The development also includes a 104-room boutique hotel across Lansing Road from the Land of Dreams, as well as a caravan park and outdoor amphitheater near the film’s location.
There are also plans to build a $55 million, 3,000-seat permanent stadium around a Major League Baseball field near the film’s location.
Keith Rahe, president and CEO of Travel Dubuque, said the stadium project is currently in the design process, and officials involved in the project have visited other baseball facilities to better understand what they hope to create.
“We are selecting a construction manager who is at risk right now, which makes a lot of sense for a project like this,” Rahe said. “Once the group is selected, I think the timeline (of the project) will become more fixed.”
He said the development of Field of Dreams stems from the momentum created by the first Major League Baseball game at Field of Dreams in 2021.
“One of the most important things is the time, energy and detail that goes into all of this and making sure everything gets done and continues to develop,” he said. “As we move into (2023), hopefully it’s going to be a very promising year to make more progress in this area.”
potential inflation impact
Inflation has hit every industry broadly over the past year, from rising material costs to rising home interest rates, leaving many across the country wondering whether a recession is imminent. Prices rose more than 7% in November compared to November 2021, according to the U.S. Department of Labor.

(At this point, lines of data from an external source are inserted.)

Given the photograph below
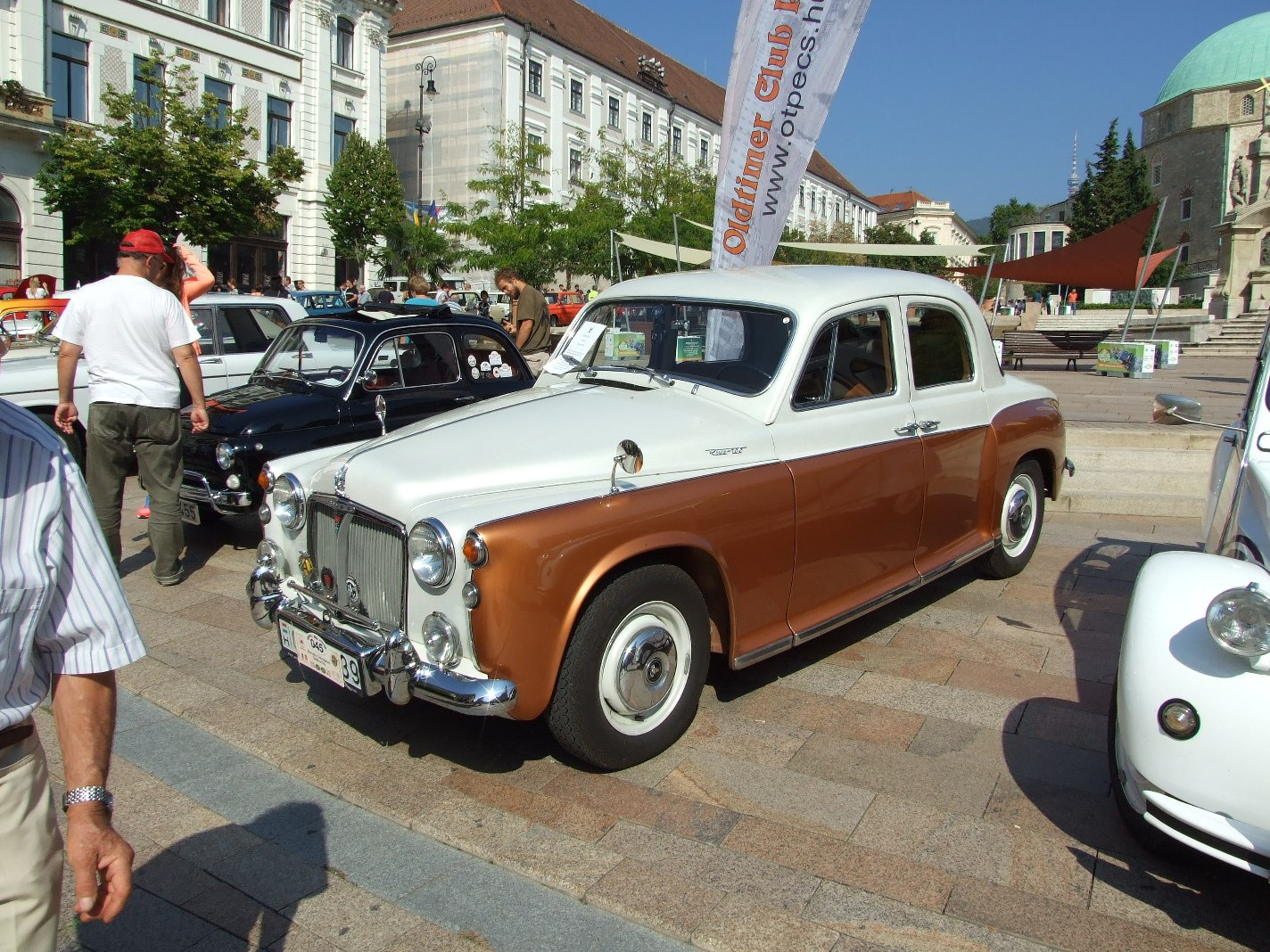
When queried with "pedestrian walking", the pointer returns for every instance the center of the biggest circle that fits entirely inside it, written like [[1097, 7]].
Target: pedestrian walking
[[530, 323], [137, 343], [69, 630]]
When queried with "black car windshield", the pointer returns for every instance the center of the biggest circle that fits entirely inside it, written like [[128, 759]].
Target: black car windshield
[[320, 355], [725, 346]]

“Everything that’s done affects those realities,” Dickinson said. “In a way, every project extension, every business, every residential development, it puts an asterisk next to it.”
However, Dickinson said many factors affecting larger economic issues are beyond local control, such as the economic impact of the war in Ukraine.
“We can’t fix everything,” he said. “What we can do is try to solve problems better than our competitors and thus be more economically successful than our competitors.”
Several projects announced by area businesses are expected to add jobs starting in 2023, Dickinson said. In addition, aside from the closure of the Georgia Pacific Dubuque plant and the loss of 85 jobs there, he said there is no sign of mass layoffs on the ground.
“But there’s no guarantee there won’t be such news in 2023,” he said. “We’re going to have to wait and see and figure it out when it comes. The drumbeat of Greater Dubuque Development is that time solves nothing. People and investors with courage and initiative change everything.”